Sciences Economiques et Sociales Créteil

Les classes sociales ont-elles dissoutes par les socio-économistes dans les réseaux, les générations et la hiérarchie des revenus ?

14 / 09 / 2011 | Alia Chouaikhia

Journée du GDR ECONOMIE & SOCIOLOGIE

Les classes sociales ont-elles dissoutes par les socio-économistes dans les réseaux, les générations et la hiérarchie des revenus ?

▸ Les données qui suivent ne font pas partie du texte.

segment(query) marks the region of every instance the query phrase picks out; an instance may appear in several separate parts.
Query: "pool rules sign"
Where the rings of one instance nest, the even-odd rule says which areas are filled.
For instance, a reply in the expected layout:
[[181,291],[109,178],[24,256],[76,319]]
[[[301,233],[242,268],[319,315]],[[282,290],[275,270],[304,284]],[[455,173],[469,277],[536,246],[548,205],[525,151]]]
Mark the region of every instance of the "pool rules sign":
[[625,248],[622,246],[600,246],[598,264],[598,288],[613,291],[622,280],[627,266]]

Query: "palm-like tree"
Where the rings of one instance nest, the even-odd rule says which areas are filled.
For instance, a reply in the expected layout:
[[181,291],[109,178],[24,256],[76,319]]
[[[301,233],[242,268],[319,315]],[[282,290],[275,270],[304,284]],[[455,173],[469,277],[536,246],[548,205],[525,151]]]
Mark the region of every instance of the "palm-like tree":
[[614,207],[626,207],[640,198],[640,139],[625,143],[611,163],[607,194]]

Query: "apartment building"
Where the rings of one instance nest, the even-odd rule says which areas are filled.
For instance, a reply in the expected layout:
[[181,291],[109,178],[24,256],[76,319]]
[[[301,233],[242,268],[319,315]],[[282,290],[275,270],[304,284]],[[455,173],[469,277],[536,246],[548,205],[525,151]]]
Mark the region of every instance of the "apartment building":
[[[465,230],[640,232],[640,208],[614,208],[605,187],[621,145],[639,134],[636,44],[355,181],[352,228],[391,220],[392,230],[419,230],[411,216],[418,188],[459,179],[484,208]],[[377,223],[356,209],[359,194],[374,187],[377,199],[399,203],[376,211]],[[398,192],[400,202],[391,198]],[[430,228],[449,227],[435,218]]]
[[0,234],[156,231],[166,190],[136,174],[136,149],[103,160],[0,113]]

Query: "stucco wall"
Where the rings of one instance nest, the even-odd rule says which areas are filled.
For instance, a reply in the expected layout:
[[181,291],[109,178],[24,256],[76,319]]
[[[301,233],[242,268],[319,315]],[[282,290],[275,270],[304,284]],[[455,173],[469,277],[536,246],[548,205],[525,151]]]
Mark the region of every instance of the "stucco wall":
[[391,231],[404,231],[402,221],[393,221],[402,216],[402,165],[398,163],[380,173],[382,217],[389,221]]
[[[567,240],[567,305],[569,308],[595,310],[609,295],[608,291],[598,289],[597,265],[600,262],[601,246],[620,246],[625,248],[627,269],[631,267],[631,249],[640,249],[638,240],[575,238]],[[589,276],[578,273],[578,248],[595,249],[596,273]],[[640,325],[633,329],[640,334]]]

12 octobre 2011, 48 bd Jourdan, Paris 14e, Grande salle, accès libre

Café d’accueil (8h45, Hall Grande salle)

 

Matinée :

Classement, nomenclature et hiérarchie

(9h30-12h30, Grande salle)

Animation : Florence Jany-Catrice

 

Intervenants :

Thomas Amossé, Luc Boltanski, Alain Chenu, Alain Desrosières, Etienne Pénissat

 

Déjeuner-buffet (sur place, fond de salle du Pot Jourdan)

 

Après-midi :

Classes, réseau, mobilité

(14h30-17h30, Grande salle)

Animation : Philippe Steiner

 

Intervenants :

Stéphane Beaud, François Dubet, Olivier Godechot, Emmanuel Lazega,

Frédéric Lebaron, André Orléan

 

Discussion conclusive

Animation : François Vatin

 

Cocktail de clôture 17h30 (Hall Grande salle)

 

 

Argument de la journée :

 

Le concept de « classe sociale » fut longtemps, dans la tradition marxiste mais pas seulement, au centre de l’analyse sociale des faits économiques. Or, les renouveaux théoriques récents en la matière semblent avoir conduit à l’abandon, ou, tout au moins, à la marginalisation de ce concept. En lieu et place, des critères nouveaux de classification comme les réseaux ou les générations sont de plus en plus fréquemment mobilisés.

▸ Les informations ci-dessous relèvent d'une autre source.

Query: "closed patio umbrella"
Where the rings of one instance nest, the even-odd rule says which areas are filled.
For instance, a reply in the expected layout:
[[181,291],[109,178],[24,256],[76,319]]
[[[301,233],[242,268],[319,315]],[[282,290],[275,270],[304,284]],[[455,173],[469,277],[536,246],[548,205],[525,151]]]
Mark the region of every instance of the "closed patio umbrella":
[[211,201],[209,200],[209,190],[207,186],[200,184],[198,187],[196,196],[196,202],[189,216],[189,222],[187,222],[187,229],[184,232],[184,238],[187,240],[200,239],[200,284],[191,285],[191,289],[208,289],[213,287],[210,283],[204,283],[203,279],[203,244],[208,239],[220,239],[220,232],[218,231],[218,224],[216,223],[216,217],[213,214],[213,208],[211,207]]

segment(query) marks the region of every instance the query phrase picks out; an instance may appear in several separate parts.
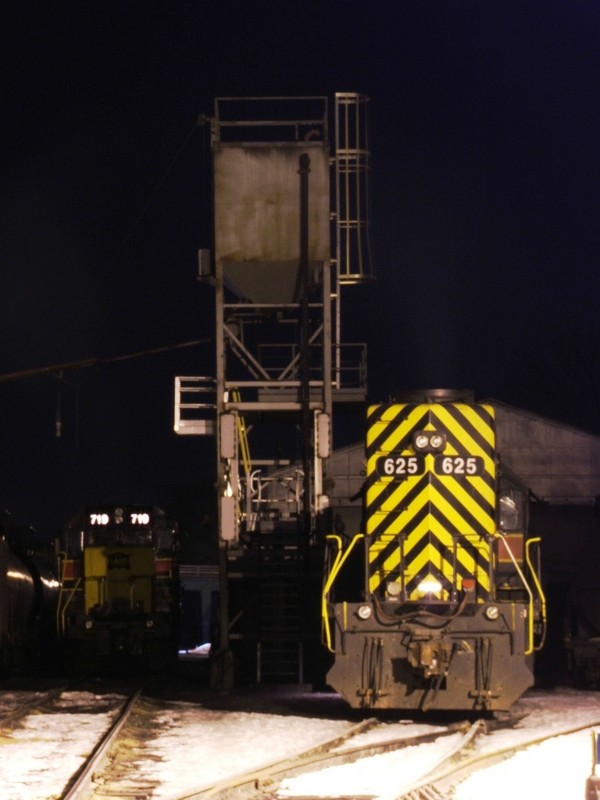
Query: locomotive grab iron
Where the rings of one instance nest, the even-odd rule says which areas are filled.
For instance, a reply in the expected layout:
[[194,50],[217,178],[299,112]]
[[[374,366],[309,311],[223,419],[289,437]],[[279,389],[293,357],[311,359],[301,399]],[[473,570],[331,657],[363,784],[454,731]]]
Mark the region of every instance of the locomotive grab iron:
[[373,405],[366,458],[364,530],[328,537],[327,682],[356,708],[508,709],[533,684],[545,600],[493,408],[445,390]]

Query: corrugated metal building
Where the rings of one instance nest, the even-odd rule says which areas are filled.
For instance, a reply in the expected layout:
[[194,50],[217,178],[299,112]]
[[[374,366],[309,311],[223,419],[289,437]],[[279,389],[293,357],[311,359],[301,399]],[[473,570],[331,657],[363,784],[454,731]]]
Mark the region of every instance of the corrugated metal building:
[[490,401],[502,460],[554,505],[593,505],[600,495],[600,436]]
[[[484,402],[495,409],[502,461],[537,498],[552,505],[594,505],[600,496],[600,436],[497,400]],[[363,443],[334,451],[332,506],[360,506],[364,461]]]

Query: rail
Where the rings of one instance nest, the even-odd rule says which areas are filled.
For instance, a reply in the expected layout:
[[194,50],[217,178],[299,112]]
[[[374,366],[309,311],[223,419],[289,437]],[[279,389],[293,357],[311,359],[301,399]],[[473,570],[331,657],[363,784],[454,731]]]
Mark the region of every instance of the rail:
[[[527,592],[527,596],[529,597],[528,613],[527,613],[528,645],[527,645],[527,648],[525,649],[525,651],[523,653],[523,655],[529,656],[535,650],[539,650],[542,647],[542,643],[540,643],[538,645],[535,644],[535,626],[534,626],[534,623],[535,623],[535,619],[534,619],[535,599],[534,599],[534,596],[533,596],[533,591],[531,590],[529,582],[527,581],[527,578],[525,577],[525,574],[523,573],[523,570],[519,566],[519,563],[518,563],[517,559],[515,558],[515,555],[514,555],[513,551],[511,550],[511,547],[510,547],[510,545],[508,543],[507,537],[504,536],[504,534],[500,533],[500,531],[496,531],[495,535],[496,535],[496,537],[498,539],[502,540],[502,542],[504,544],[504,547],[506,548],[506,552],[510,556],[510,560],[512,561],[513,566],[516,569],[517,574],[521,578],[521,582],[523,584],[523,587],[524,587],[525,591]],[[537,544],[537,542],[539,542],[539,541],[540,541],[539,537],[528,540],[527,548],[526,548],[526,556],[527,556],[527,566],[529,567],[529,570],[530,570],[531,575],[533,577],[535,588],[538,591],[538,596],[539,596],[539,600],[540,600],[540,611],[541,611],[541,614],[542,614],[542,623],[543,623],[544,629],[545,629],[545,625],[546,625],[546,598],[544,597],[544,593],[542,591],[542,586],[541,586],[540,581],[539,581],[539,579],[537,577],[537,574],[536,574],[536,571],[535,571],[535,569],[533,567],[533,564],[531,563],[530,553],[529,553],[530,545]]]
[[[231,390],[231,399],[233,400],[234,403],[240,402],[241,397],[239,389]],[[248,442],[248,431],[246,429],[246,423],[244,421],[244,417],[241,414],[237,415],[237,430],[238,430],[238,440],[240,443],[240,452],[242,454],[242,463],[244,465],[244,474],[246,476],[246,481],[249,482],[250,473],[252,472],[252,461],[250,459],[250,444]]]
[[129,719],[141,693],[142,690],[138,689],[123,705],[108,731],[100,739],[84,764],[75,773],[65,791],[59,796],[59,800],[79,800],[79,798],[84,798],[90,793],[94,773],[99,770],[100,765],[107,758],[111,745],[115,742],[123,726]]
[[537,571],[533,566],[531,561],[531,553],[530,549],[532,545],[538,544],[541,542],[541,538],[536,536],[532,539],[527,540],[527,544],[525,545],[525,558],[527,560],[527,566],[529,567],[529,571],[531,573],[531,577],[533,578],[533,582],[535,583],[535,588],[537,589],[538,597],[540,598],[540,615],[542,619],[542,633],[540,634],[540,641],[536,646],[536,650],[541,650],[544,646],[544,641],[546,639],[546,596],[544,594],[544,590],[542,589],[542,584],[538,577]]
[[[59,638],[62,638],[65,635],[67,629],[66,625],[67,610],[73,598],[79,591],[79,587],[81,585],[81,576],[73,575],[74,583],[72,586],[67,588],[67,566],[68,565],[72,566],[75,562],[73,559],[69,559],[67,557],[68,554],[65,552],[61,552],[58,555],[59,558],[61,559],[61,569],[60,569],[61,575],[60,575],[60,582],[59,582],[60,585],[58,590],[58,602],[56,604],[56,630]],[[64,599],[65,597],[66,599]]]
[[[437,769],[434,768],[434,770],[431,770],[427,775],[424,775],[419,781],[416,781],[399,794],[391,794],[387,800],[437,800],[437,798],[445,800],[449,796],[454,796],[456,786],[475,771],[479,772],[488,769],[517,752],[522,756],[523,751],[551,739],[556,739],[559,736],[571,736],[580,731],[591,730],[597,727],[598,724],[598,722],[585,722],[579,725],[572,725],[560,730],[553,730],[549,734],[532,736],[529,739],[519,740],[506,747],[499,747],[483,753],[468,756],[464,752],[463,755],[466,758],[457,759],[456,755],[459,754],[459,750],[453,754],[452,759],[445,759],[445,767],[439,765]],[[464,751],[464,748],[462,750]],[[591,797],[593,796],[591,795]]]
[[[362,758],[381,753],[428,744],[440,737],[451,736],[455,733],[470,736],[474,726],[469,725],[468,722],[459,721],[449,724],[445,730],[436,729],[412,737],[384,738],[346,746],[347,742],[359,734],[383,727],[384,725],[377,719],[363,720],[353,725],[341,736],[327,739],[308,750],[198,787],[186,792],[185,795],[172,798],[172,800],[209,800],[209,798],[210,800],[247,800],[249,797],[253,797],[255,800],[267,800],[267,798],[278,796],[279,785],[288,778],[294,778],[315,769],[321,771],[326,767],[357,763]],[[479,728],[479,723],[476,723],[475,727]]]

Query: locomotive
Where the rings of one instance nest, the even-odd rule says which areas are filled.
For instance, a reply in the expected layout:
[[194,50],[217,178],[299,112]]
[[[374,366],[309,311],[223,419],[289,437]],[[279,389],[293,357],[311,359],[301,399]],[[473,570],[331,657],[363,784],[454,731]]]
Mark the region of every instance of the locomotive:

Ainsi, une étude, désormais classique, du marché du travail des cadres a mis en évidence le rôle des réseaux familiaux et amicaux dans la recherche d’emploi. Cette approche a fait école, jusqu’à qualifier une nouvelle forme de « l’esprit du capitalisme ». L’approche réticulaire des marchés et des organisations occupe désormais une place importante chez les économistes et les sociologues économistes. De même, la notion de génération a été portée par le débat sur les retraites et, plus largement encore, par celui sur la protection des ressources non renouvelables. Les rapports sociaux sont alors saisis au travers des rapports des générations qui se succèdent et sont liés par le jeu de la « dette », financière ou écologique. Là encore, on peut dire que cette approche a fait école, jusqu’à fournir des grilles générales de lecture des sociétés, soit en termes de comptabilité inter générationnelle ou de « guerre générationnelle ».

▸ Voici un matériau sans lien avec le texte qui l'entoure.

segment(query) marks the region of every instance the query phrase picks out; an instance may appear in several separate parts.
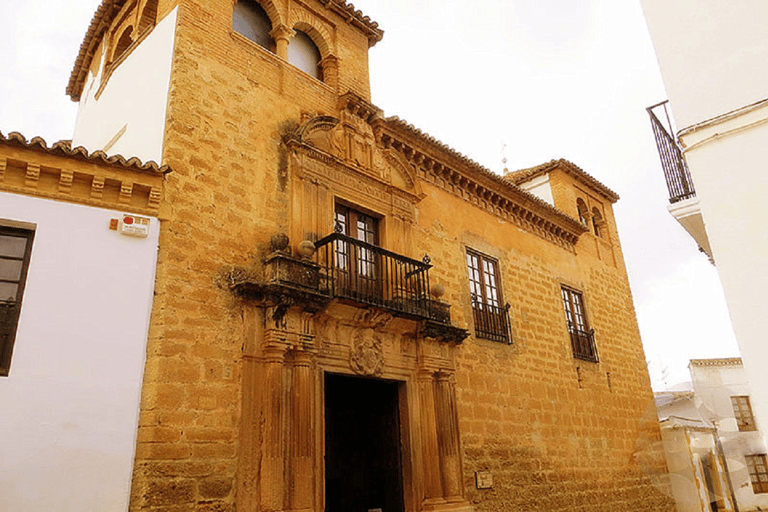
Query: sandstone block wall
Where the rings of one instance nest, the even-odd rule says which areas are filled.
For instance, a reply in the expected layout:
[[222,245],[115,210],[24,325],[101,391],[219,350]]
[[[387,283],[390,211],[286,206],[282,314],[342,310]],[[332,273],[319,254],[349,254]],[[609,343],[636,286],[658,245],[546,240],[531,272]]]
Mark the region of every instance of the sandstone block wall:
[[[175,4],[161,0],[158,12]],[[252,392],[242,371],[251,327],[227,276],[233,267],[258,276],[270,237],[301,232],[291,225],[297,192],[281,135],[309,116],[335,115],[348,89],[369,96],[367,40],[321,3],[306,5],[332,27],[337,88],[233,34],[231,4],[180,3],[163,156],[174,172],[161,210],[131,510],[235,510],[246,478],[239,431]],[[556,183],[556,202],[570,205],[577,185]],[[568,249],[437,184],[423,189],[413,243],[398,250],[430,254],[454,325],[473,330],[467,248],[498,260],[511,305],[512,345],[472,335],[457,349],[466,498],[483,511],[673,510],[659,490],[658,426],[642,421],[652,395],[610,203],[609,237],[585,234]],[[561,284],[584,293],[599,363],[573,358]],[[489,489],[476,487],[478,471],[491,473]]]

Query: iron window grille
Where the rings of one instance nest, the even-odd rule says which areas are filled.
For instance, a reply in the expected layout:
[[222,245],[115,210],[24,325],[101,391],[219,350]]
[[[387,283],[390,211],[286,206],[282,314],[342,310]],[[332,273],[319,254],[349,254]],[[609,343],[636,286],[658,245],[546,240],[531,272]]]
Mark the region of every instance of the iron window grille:
[[595,331],[590,329],[587,323],[584,296],[580,291],[567,286],[562,286],[560,291],[563,297],[568,333],[571,336],[573,357],[584,361],[598,362]]
[[0,226],[0,376],[7,376],[11,368],[34,234]]
[[755,418],[752,415],[752,404],[749,402],[748,396],[732,396],[731,405],[736,424],[739,426],[739,432],[757,430]]
[[509,304],[502,306],[498,263],[493,258],[468,250],[467,270],[475,336],[500,343],[512,343]]
[[768,492],[768,461],[764,453],[745,455],[749,479],[752,481],[752,492],[761,494]]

Plus surprenant encore, notamment lorsqu’elle s’appuie, de manière empirique, sur des données quantifiées, l’étude des inégalités contourne souvent elle-même la notion de classes sociales, en se limitant à une approche en termes de hiérarchisation sur une échelle de revenus d’un ensemble salarial supposé continu. Les « hauts revenus » sont alors opposés à la « pauvreté » et le « profit » se dissout dans les bonus et les gratifications que perçoivent les salariés placés au sommet des hiérarchies organisationnelles des banques et des grandes firmes cotées en bourses.

L’étude socio-économique des marchés et des organisations a-t-elle ainsi dissout les classes sociales dans les réseaux, les générations et l’opposition entre riches et pauvres ? Les structures productives n’ont-elles plus la prééminence que leur avaient accordée les théoriciens de la société industrielle, de Saint-Simon à Marx ? La notion d’exploitation a-t-elle perdu toute pertinence ? Les classes et leurs luttes, ont-elles en conséquence disparu ? Les modes de consommation ne sont-ils plus, eux non plus, des marqueurs d’états socio-économiques, comme l’avaient conçu des auteurs qui vont de Veblen et Halbwachs à Bourdieu ?

Depuis vingt-cinq ans, l’économie institutionnaliste et la sociologie économique se sont considérablement développées, en France comme ailleurs dans le monde. De nombreux chantiers théoriques nouveaux ont été ouverts et maintes enquêtes sur des questions jusqu’alors peu étudiées ont été menées. Il ne s’agit pas ici d’en conduire la critique, mais d’examiner si, précisément, ces acquis de la recherche ne permettent pas de revenir de façon heuristique sur la notion de classe sociale, qui a été délaissée. L’enjeu est important pour nos disciplines, il l’est aussi concernant le rapport de nos disciplines à la société.